The upper echelons of the National Health Service have taken a leaf out of the SS management guide with their duplicitous finger stepping treachery.

No sooner do they offer us money to leave in the shape of voluntary redundancy and mutually agreed resignation schemes than they withdraw the offer a fortnight later saying too many people are taking up the option.

I wish I could say I was surprised but it is the latest in a series of goalpost moving tactics as the NHS tries to save £20 billion over the next four years. Let’s home the tidal wave of revolution sweeping across north Africa and Arab Peninsula laps these shores. I have my pitchfork and torch at the ready.

 

Handed my notice in this week. A strange but liberating experience. Just an office rat running the maze. That’s how I spend the prime of my days.

 

The skiver disappeared from our office six months ago under mysterious circumstances. It followed numerous clashes with the boss who has since refused to be drawn on the subject.

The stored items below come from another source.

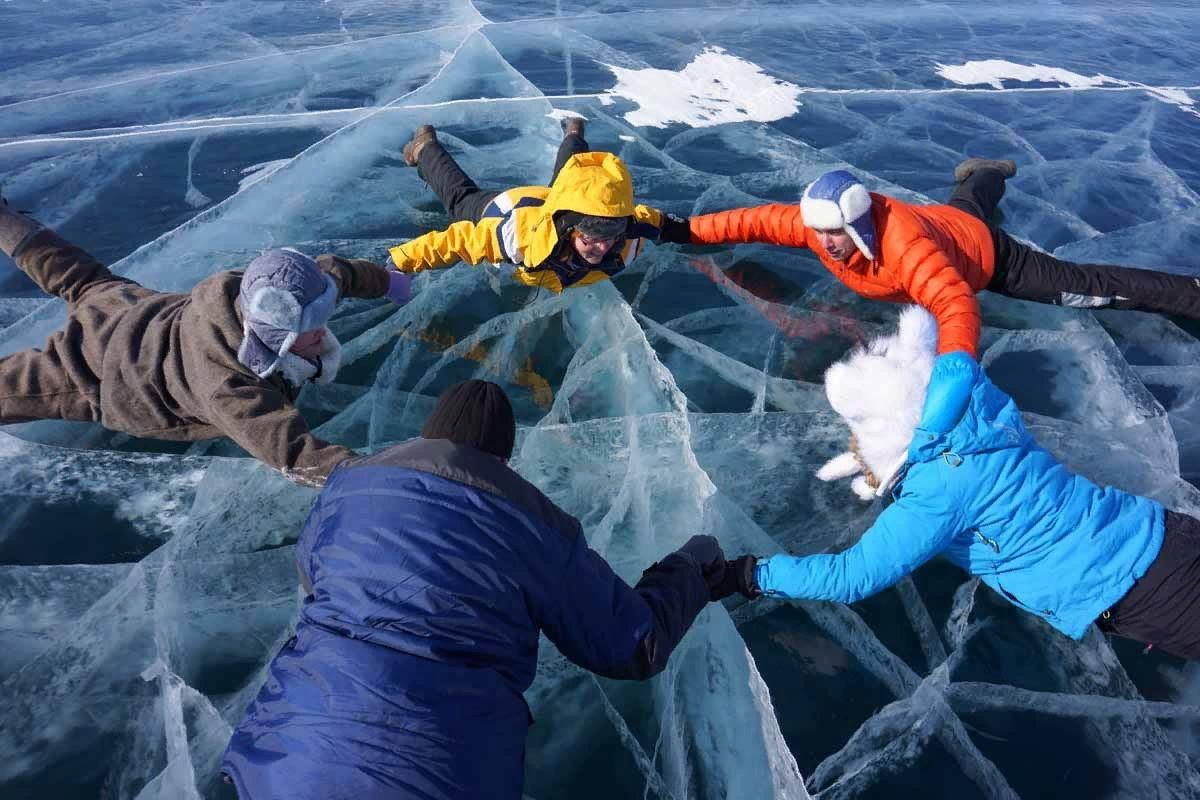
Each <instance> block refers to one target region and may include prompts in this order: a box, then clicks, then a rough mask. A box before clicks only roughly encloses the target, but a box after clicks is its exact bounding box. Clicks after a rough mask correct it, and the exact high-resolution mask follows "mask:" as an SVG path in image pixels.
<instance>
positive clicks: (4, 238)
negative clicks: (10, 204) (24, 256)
mask: <svg viewBox="0 0 1200 800" xmlns="http://www.w3.org/2000/svg"><path fill="white" fill-rule="evenodd" d="M41 230H44V228H43V227H42V223H40V222H38V221H37V219H34V218H31V217H26V216H25V215H24V213H18V212H16V211H13V210H12V209H10V207H7V206H0V251H4V253H5V254H6V255H8V257H10V258H12V259H13V260H16V259H17V257H18V255H20V252H22V251H23V249H25V247H26V246H28V245H29V241H30V240H31V239H32V237H34V236H36V235H37V234H38V233H40V231H41Z"/></svg>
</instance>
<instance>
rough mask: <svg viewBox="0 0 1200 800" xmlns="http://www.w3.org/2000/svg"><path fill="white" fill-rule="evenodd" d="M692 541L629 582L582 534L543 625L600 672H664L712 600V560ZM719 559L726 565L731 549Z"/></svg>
mask: <svg viewBox="0 0 1200 800" xmlns="http://www.w3.org/2000/svg"><path fill="white" fill-rule="evenodd" d="M697 539H698V537H697ZM692 541H694V542H695V541H696V540H695V539H694V540H692ZM691 545H692V542H689V545H686V546H684V547H683V548H680V549H679V551H676V552H674V553H671V554H670V555H667V557H666V558H664V559H662V560H661V561H659V563H658V564H654V565H653V566H650V569H648V570H647V571H646V572H644V573H642V579H641V581H638V582H637V585H636V587H632V588H630V585H629V584H628V583H625V582H624V581H622V579H620V578H619V577H618V576H617V575H616V573H614V572H613V571H612V567H610V566H608V564H607V563H606V561H605V560H604V559H602V558H600V555H598V554H596V553H595V552H594V551H593V549H592V548H589V547H588V545H587V542H586V541H584V539H583V536H582V535H581V536H578V537H577V539H576V541H575V546H574V549H572V552H571V555H570V559H569V561H568V564H566V570H565V572H564V575H563V581H562V584H560V585H559V590H558V594H557V596H552V597H550V602H547V603H546V608H545V610H544V612H542V619H540V620H539V624H540V625H541V628H542V630H544V631H545V632H546V636H547V637H548V638H550V640H551V642H553V643H554V644H556V645H557V646H558V649H559V650H560V651H562V652H563V655H564V656H566V657H568V658H570V660H571V661H574V662H575V663H577V664H580V666H581V667H584V668H587V669H590V670H592V672H594V673H596V674H600V675H604V676H606V678H620V679H626V680H644V679H647V678H652V676H654V675H656V674H659V673H660V672H662V669H664V668H666V666H667V660H668V658H670V657H671V654H672V652H673V651H674V649H676V645H678V644H679V640H680V639H682V638H683V636H684V633H686V632H688V628H690V627H691V624H692V621H695V619H696V615H697V614H700V612H701V610H702V609H703V608H704V606H706V604H707V603H708V600H709V587H708V583H707V582H706V578H704V569H706V565H704V564H701V563H700V561H698V560H697V559H696V558H695V557H694V555H692V554H691V553H689V552H688V548H689V547H690V546H691ZM712 546H713V547H714V548H715V552H716V553H718V554H719V553H720V548H719V547H716V546H715V542H712ZM720 560H721V565H720V569H721V570H724V555H721V557H720Z"/></svg>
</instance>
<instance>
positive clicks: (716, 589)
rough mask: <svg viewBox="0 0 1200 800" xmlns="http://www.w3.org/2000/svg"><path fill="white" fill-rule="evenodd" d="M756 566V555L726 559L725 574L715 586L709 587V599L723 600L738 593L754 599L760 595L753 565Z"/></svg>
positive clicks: (756, 560) (761, 591) (753, 566)
mask: <svg viewBox="0 0 1200 800" xmlns="http://www.w3.org/2000/svg"><path fill="white" fill-rule="evenodd" d="M757 566H758V557H757V555H743V557H740V558H737V559H733V560H732V561H726V564H725V575H724V576H722V578H721V582H720V583H719V584H716V585H715V587H709V595H708V599H709V600H725V599H726V597H728V596H731V595H734V594H738V593H740V594H742V596H743V597H746V599H749V600H754V599H755V597H760V596H762V589H760V588H758V582H757V581H756V579H755V575H754V571H755V567H757Z"/></svg>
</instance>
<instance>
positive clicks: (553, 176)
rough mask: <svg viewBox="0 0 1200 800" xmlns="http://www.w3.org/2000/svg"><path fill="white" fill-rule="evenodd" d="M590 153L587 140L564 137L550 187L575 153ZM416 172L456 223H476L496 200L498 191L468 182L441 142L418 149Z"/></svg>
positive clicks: (426, 145) (469, 178) (561, 145)
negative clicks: (562, 142) (458, 222)
mask: <svg viewBox="0 0 1200 800" xmlns="http://www.w3.org/2000/svg"><path fill="white" fill-rule="evenodd" d="M588 150H589V148H588V143H587V140H586V139H584V138H583V137H581V136H568V137H563V143H562V144H560V145H558V156H557V157H556V158H554V172H553V173H552V174H551V178H550V182H551V184H553V182H554V179H557V178H558V173H559V170H560V169H563V164H565V163H566V160H568V158H570V157H571V156H574V155H575V154H577V152H587V151H588ZM416 173H418V174H419V175H420V176H421V180H424V181H425V182H426V184H428V185H430V188H431V190H433V193H434V194H437V196H438V199H439V200H442V205H444V206H445V207H446V213H449V215H450V218H451V219H454V221H455V222H462V221H467V222H479V219H480V217H481V216H482V215H484V209H486V207H487V204H488V203H491V201H492V200H493V199H496V196H497V194H499V192H498V191H494V192H493V191H484V190H481V188H479V186H478V185H476V184H475V181H473V180H472V179H470V176H469V175H467V173H464V172H463V169H462V167H460V166H458V163H457V162H456V161H455V160H454V158H452V157H451V156H450V154H449V152H446V151H445V148H443V146H442V143H440V142H437V140H434V142H430V143H428V144H426V145H425V146H424V148H421V154H420V156H418V158H416Z"/></svg>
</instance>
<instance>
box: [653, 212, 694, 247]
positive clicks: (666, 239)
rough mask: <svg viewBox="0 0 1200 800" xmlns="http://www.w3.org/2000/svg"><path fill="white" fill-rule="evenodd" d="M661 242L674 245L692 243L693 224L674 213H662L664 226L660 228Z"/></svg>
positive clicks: (687, 219) (660, 227)
mask: <svg viewBox="0 0 1200 800" xmlns="http://www.w3.org/2000/svg"><path fill="white" fill-rule="evenodd" d="M659 241H660V242H672V243H674V245H690V243H691V223H690V222H689V221H688V219H684V218H683V217H677V216H676V215H673V213H667V212H664V213H662V224H661V225H660V227H659Z"/></svg>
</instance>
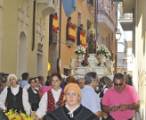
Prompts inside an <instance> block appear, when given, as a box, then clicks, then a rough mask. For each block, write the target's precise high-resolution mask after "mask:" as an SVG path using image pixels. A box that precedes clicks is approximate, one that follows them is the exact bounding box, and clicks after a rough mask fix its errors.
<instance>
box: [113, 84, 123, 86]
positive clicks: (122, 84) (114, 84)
mask: <svg viewBox="0 0 146 120" xmlns="http://www.w3.org/2000/svg"><path fill="white" fill-rule="evenodd" d="M114 85H115V86H122V85H123V83H120V84H117V83H114Z"/></svg>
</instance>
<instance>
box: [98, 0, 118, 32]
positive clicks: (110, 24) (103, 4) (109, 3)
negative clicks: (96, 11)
mask: <svg viewBox="0 0 146 120" xmlns="http://www.w3.org/2000/svg"><path fill="white" fill-rule="evenodd" d="M109 1H110V2H109ZM109 1H105V0H98V10H97V13H98V15H97V21H98V22H99V23H100V22H101V23H104V24H105V25H106V26H108V28H110V29H111V30H112V31H114V30H115V24H116V13H115V7H114V4H113V3H112V2H111V0H109Z"/></svg>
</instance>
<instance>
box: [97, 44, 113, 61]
mask: <svg viewBox="0 0 146 120" xmlns="http://www.w3.org/2000/svg"><path fill="white" fill-rule="evenodd" d="M97 55H104V56H105V57H106V58H109V59H111V53H110V51H109V49H108V48H107V47H106V46H105V45H103V44H101V45H100V46H98V48H97Z"/></svg>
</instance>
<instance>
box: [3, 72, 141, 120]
mask: <svg viewBox="0 0 146 120" xmlns="http://www.w3.org/2000/svg"><path fill="white" fill-rule="evenodd" d="M21 77H22V79H21V80H18V78H17V76H16V75H15V74H9V75H5V76H0V110H1V111H9V110H11V109H13V110H15V111H17V112H18V113H19V112H23V113H25V114H27V115H31V116H32V117H33V119H34V120H101V119H102V120H132V118H133V117H134V114H135V112H136V111H137V110H138V108H139V96H138V93H137V92H136V90H135V89H134V87H133V86H132V85H131V84H130V85H129V84H128V82H127V79H126V78H129V77H125V75H124V74H122V73H115V75H114V77H113V80H111V79H110V78H108V77H107V76H103V77H102V78H100V79H99V78H98V75H97V73H95V72H88V73H86V74H85V76H84V77H83V78H78V79H76V78H75V77H74V76H69V77H68V78H66V79H62V77H61V75H60V74H58V73H53V74H51V75H50V77H48V79H47V80H45V79H44V78H43V77H42V76H38V77H30V76H29V73H23V74H22V76H21ZM128 80H129V79H128ZM0 119H1V118H0Z"/></svg>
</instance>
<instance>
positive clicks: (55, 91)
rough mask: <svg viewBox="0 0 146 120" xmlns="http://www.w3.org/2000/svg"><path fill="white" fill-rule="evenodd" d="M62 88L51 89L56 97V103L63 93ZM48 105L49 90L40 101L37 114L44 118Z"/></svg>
mask: <svg viewBox="0 0 146 120" xmlns="http://www.w3.org/2000/svg"><path fill="white" fill-rule="evenodd" d="M61 91H62V90H61V88H60V89H58V90H57V91H56V90H54V89H51V92H52V95H53V97H54V100H55V103H56V102H58V100H59V97H60V94H61ZM47 106H48V92H45V93H44V95H43V96H42V98H41V100H40V103H39V108H38V109H37V111H36V115H37V116H38V117H39V118H42V117H43V116H44V115H45V114H46V112H47Z"/></svg>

These two egos provided some uncomfortable but highly amusing encounters with both bellowing bragging rights like a couple of old tuskers.

His known misdemeanors included being found sleeping in the storeroom of an afternoon, taking numerous days off work with various bogus ailments and an inability to take orders from a female superior.

Surprise, surprise, he rings out of the blue this week and shed some belated light on the ‘Bermuda Triangle’ of office disappearances.

He ‘accidently’ accessed the boss’s email account and found that his immediate manager had been sending regular messages reporting on his behaviour.

He then read through six months of her emails, ran off hard copies and, next time they argued, pulled them out and presented them as evidence of his victimization to the very person whose email account he’d illegally accessed.

Not surprisingly she hits the roof. As a result, he first threatens an industrial tribunal and then demands three months pay to leave without a fuss. They basically say ‘bollocks, you’re sacked’ and give him one month’s pay in lieu of  being put outside with the cat and empty milk bottles.

He, of course, seems to think he is innocent of any wrongdoing as he always did (see ‘office life’ category for his long and illustrious fall from grace).  Classic.

 

A zen-like calm existed in the office this week. We sailed into smoother waters thanks to the Obersturmbannführer taking a few days leave. A result for us but a loss for our European cousins who will have to endure her elephantine tramp and waspish tongue as she steamrolls across the continent fueled on cheap sausage meat and lager.

However, it’s important to remember in our harbour of calm that life is dialectical and a rhythm of opposites. So, back to the misery on Monday morning.